Australia’s Cesar Mateo Tapia and Endry Saavedra of Venezuela fought to the most entertaining of majority draws Saturday in the first non-pay-per-view fight of Premier Boxing Champions’ broadcast deal with Amazon Prime.

The middleweight contest, matched largely because the main event at the Caribe Royale in Orlando, Florida, features Tapia’s fellow Australian Tim Tszyu challenging Bakhram Murtazaliev, featured four knockdowns and, like so many of the very finest fights, concluded with both fighters trading toe-to-toe at the final bell.

Saavedra, like many observers, will have felt that he deserved victory, but it was Tapia who was scored the winner via a score of 94-92 from one judge. The two others scored it 93-93, ensuring a rematch can be expected.

Tapia fought with aggression from the first round, when he succeeded with a right to the body and a right cross, and two right hands that, though not clean, also posed a threat.

Tapia, 26, followed that in the second with successive lefts to the body, a further right cross, a further right to the chin and then another right cross before taking a left-right in return that hurt him sufficiently that he reset his stance in an apparent attempt to be less open.

His neglect of his defense, much like Saavedra’s, regardless largely defined what was to follow. Saavedra assumed the momentum when forcing Tapia back towards the ropes, where a barrage of punches forced him down. Tapia returned to his feet, but he fought instead of seeking to cover up, and as a consequence was again quickly in trouble by the ropes, where a left to the body again knocked him down.

How open he remained was demonstrated by the extent to which his head was snapped back by a jab at the start of the fourth round; his troubles worsened when he landed a right hand that made little dent in his 33-year-old opponent, and Tapia’s right eye started to swell shut.

The right hand he had so obviously been looking to land then threatened to change what was unfolding when he knocked Saavedra down.

Tapia succeeded to the body in the sixth but was then hurt by successive right hands, and in the seventh landed two further right hands – the second of which was clean and yet convincingly absorbed.

When he succeeded with a left in the eighth, it came at the expense of punishment to the body. In the ninth, while under pressure on the ropes, he was forced down again and briefly appeared at risk of falling out of the ring.

Again, however, he admirably recovered and continued to fight with the same aggression, and was rewarded when landing a clean right hand and then an uppercut on the impressively durable Saavedra, who was perhaps unfortunate not to have been awarded his 17th win.

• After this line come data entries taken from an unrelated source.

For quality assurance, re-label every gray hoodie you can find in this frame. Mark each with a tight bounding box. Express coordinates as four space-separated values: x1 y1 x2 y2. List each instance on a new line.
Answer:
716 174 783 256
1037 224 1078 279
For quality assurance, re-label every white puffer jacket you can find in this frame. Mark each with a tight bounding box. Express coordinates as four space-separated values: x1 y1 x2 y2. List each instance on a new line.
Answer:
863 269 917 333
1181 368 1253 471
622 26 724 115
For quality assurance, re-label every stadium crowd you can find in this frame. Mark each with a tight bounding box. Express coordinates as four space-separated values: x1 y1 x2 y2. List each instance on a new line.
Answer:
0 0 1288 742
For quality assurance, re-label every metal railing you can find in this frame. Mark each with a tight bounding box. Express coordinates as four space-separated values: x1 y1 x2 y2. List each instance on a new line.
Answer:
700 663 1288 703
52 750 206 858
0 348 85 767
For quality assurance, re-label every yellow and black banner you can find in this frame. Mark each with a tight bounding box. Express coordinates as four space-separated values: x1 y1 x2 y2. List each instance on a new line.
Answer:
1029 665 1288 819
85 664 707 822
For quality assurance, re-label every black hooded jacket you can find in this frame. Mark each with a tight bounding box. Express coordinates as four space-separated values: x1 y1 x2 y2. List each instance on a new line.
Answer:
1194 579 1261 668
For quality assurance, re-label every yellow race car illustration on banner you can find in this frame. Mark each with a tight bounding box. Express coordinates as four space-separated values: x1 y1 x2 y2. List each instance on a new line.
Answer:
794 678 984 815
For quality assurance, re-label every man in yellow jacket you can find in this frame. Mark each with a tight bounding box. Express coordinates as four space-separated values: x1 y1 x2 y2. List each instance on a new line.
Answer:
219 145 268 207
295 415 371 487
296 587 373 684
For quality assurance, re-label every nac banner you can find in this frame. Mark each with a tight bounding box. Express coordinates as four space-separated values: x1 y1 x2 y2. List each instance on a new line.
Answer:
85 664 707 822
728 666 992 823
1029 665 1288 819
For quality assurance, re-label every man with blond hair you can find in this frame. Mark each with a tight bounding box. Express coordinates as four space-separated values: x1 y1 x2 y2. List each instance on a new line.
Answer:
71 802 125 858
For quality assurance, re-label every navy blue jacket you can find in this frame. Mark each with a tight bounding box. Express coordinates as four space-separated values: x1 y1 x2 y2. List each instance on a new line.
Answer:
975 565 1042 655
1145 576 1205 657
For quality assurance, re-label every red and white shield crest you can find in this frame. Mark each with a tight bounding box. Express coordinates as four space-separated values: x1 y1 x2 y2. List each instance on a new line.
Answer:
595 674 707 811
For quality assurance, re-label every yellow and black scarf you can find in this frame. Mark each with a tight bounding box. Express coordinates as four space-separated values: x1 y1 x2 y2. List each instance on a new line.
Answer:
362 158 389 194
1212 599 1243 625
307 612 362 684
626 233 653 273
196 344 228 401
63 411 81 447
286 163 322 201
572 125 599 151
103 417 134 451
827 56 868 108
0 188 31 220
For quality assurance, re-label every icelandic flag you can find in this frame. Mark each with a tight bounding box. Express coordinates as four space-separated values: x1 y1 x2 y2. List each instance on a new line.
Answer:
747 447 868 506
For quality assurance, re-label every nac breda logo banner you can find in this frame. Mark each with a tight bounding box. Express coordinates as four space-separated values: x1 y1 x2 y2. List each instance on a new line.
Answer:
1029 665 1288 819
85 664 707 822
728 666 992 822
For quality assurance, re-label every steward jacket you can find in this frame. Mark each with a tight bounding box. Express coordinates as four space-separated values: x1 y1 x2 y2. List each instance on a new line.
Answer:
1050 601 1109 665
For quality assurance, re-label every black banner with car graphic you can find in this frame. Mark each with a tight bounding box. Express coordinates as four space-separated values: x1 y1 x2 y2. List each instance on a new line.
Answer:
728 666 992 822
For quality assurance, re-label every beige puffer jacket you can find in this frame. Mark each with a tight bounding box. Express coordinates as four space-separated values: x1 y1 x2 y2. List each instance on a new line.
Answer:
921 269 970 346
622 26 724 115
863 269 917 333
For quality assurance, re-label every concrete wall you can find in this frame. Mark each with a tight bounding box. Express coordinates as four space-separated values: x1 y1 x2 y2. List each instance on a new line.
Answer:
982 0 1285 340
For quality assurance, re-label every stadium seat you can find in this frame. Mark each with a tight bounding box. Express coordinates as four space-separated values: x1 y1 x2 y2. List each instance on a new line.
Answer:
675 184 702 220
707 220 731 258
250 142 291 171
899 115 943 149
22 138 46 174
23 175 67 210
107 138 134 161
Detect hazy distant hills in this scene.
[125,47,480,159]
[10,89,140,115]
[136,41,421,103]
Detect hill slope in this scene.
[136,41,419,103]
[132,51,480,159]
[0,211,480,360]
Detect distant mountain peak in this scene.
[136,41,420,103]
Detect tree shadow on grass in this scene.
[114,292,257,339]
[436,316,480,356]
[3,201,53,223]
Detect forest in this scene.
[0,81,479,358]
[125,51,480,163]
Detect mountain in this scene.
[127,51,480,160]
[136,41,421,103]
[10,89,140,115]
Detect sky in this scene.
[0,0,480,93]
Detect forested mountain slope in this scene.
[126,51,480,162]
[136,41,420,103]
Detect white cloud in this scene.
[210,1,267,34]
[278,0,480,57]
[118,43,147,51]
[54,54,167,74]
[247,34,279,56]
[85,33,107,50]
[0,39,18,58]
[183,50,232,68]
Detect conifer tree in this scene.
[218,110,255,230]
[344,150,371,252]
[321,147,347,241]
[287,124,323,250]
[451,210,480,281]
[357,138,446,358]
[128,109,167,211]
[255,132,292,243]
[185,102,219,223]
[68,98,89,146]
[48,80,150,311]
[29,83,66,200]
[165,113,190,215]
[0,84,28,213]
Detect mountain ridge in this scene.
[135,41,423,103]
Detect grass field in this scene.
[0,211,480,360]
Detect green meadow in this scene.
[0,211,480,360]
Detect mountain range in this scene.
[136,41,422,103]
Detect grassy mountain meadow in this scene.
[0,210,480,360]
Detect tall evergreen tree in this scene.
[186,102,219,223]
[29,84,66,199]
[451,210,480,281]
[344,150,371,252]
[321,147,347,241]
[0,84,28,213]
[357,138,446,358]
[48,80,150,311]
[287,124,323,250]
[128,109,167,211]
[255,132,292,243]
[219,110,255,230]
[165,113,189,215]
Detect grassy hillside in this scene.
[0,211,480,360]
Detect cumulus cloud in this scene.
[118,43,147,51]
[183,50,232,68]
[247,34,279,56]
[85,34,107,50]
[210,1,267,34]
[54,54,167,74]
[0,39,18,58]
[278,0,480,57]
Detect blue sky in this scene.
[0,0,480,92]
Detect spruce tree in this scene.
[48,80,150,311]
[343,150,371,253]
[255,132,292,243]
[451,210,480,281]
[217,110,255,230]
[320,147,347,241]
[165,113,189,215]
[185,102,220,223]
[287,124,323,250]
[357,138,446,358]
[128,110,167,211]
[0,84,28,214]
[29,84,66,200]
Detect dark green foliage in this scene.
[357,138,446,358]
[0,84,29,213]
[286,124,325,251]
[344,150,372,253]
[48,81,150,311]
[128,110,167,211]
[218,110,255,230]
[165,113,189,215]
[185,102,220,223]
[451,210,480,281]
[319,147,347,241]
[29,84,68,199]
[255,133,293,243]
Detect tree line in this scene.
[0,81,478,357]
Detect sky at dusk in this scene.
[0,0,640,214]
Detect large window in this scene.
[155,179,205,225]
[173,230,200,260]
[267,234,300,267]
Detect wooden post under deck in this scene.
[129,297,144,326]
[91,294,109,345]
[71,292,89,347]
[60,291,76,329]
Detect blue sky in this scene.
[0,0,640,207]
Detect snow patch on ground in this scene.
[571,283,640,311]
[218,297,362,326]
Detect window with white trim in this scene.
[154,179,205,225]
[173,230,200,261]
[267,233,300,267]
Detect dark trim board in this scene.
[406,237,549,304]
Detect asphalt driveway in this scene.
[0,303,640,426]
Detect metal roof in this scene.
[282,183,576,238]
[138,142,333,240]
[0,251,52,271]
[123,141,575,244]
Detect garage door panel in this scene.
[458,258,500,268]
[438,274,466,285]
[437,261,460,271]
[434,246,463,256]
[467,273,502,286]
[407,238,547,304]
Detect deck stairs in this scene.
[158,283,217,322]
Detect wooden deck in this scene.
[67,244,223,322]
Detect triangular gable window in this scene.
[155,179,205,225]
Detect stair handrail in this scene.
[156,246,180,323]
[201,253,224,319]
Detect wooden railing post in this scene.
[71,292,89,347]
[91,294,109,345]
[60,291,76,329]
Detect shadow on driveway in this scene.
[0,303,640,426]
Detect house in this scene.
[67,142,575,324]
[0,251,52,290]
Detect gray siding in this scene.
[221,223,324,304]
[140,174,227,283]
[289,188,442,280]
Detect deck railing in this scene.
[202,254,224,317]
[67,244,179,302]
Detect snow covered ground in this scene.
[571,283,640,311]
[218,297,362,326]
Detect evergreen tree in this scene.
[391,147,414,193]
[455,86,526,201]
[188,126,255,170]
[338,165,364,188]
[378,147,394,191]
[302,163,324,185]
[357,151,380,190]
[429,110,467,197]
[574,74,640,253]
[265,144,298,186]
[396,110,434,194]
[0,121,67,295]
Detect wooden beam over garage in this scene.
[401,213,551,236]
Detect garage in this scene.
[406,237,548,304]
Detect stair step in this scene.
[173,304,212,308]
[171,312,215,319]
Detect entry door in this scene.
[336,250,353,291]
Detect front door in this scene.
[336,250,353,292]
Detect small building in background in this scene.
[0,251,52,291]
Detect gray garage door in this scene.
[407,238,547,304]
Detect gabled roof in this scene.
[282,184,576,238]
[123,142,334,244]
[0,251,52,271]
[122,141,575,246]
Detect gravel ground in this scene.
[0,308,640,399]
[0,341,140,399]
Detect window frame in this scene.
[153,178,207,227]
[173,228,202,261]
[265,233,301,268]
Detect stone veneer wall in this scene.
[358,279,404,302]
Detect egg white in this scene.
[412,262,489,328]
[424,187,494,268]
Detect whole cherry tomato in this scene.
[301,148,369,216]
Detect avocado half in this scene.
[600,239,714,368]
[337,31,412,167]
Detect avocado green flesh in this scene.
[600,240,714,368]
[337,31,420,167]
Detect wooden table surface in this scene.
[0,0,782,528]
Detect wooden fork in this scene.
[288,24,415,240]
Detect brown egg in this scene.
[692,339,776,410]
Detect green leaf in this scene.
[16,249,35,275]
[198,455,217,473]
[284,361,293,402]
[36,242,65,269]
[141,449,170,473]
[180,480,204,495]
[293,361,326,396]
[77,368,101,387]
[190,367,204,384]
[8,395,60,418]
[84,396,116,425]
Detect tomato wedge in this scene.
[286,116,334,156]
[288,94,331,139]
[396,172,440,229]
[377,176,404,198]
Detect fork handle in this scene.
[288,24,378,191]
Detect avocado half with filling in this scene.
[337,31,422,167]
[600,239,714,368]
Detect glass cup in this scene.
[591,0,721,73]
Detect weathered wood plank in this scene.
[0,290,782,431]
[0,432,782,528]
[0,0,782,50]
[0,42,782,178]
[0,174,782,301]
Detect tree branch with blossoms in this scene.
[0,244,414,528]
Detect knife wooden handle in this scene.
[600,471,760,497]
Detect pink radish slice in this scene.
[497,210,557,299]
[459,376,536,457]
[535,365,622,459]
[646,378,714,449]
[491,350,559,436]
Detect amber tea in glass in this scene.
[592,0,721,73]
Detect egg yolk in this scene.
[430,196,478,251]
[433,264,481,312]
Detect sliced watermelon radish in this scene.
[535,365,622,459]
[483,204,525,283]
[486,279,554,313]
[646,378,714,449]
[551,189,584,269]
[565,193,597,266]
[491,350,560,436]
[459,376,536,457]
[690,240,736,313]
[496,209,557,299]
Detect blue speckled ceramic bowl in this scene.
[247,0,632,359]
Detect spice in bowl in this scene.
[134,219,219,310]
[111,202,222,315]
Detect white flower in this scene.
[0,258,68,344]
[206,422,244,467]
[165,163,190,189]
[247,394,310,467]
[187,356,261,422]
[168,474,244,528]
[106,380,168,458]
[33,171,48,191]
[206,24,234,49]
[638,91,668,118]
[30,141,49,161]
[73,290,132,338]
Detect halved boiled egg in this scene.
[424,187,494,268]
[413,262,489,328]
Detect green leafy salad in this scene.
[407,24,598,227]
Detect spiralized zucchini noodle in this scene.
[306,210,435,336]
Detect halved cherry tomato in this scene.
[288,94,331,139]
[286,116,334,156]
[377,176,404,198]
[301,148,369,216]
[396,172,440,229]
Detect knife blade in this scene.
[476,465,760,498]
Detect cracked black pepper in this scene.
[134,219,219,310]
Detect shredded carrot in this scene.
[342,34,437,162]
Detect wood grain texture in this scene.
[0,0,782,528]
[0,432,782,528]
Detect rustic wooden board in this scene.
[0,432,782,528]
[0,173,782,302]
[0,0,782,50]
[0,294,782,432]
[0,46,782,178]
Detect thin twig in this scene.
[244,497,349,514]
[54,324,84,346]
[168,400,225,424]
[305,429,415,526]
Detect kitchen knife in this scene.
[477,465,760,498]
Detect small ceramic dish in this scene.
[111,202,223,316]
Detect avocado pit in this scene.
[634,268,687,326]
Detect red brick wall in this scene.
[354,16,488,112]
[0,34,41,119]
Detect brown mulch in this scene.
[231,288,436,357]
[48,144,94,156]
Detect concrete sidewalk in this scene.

At junior middleweight, the promising Cuban Yoenis Tellez later stopped Johan Gonzalez of Venezuela in seven rounds.

Tellez was already in the process of breaking down his Venezuelan opponent when, in the sixth round, a right cross buckled the 33-year-old Gonzalez’s legs and he was sufficiently hurt that he took a knee. When Gonzalez returned to his feet Tellez punished him with a right uppercut, suggesting that the ending was near.

An explosive left hook put Gonzalez down again in the seventh, when he was again under pressure towards the ropes. He again returned to his feet but was struggling to defend himself when another right hand again knocked him down and referee Emil Lombardo intervened to rescue him after 1 minute and 57 seconds, rewarding the 24-year-old Tellez’s maturity and patience.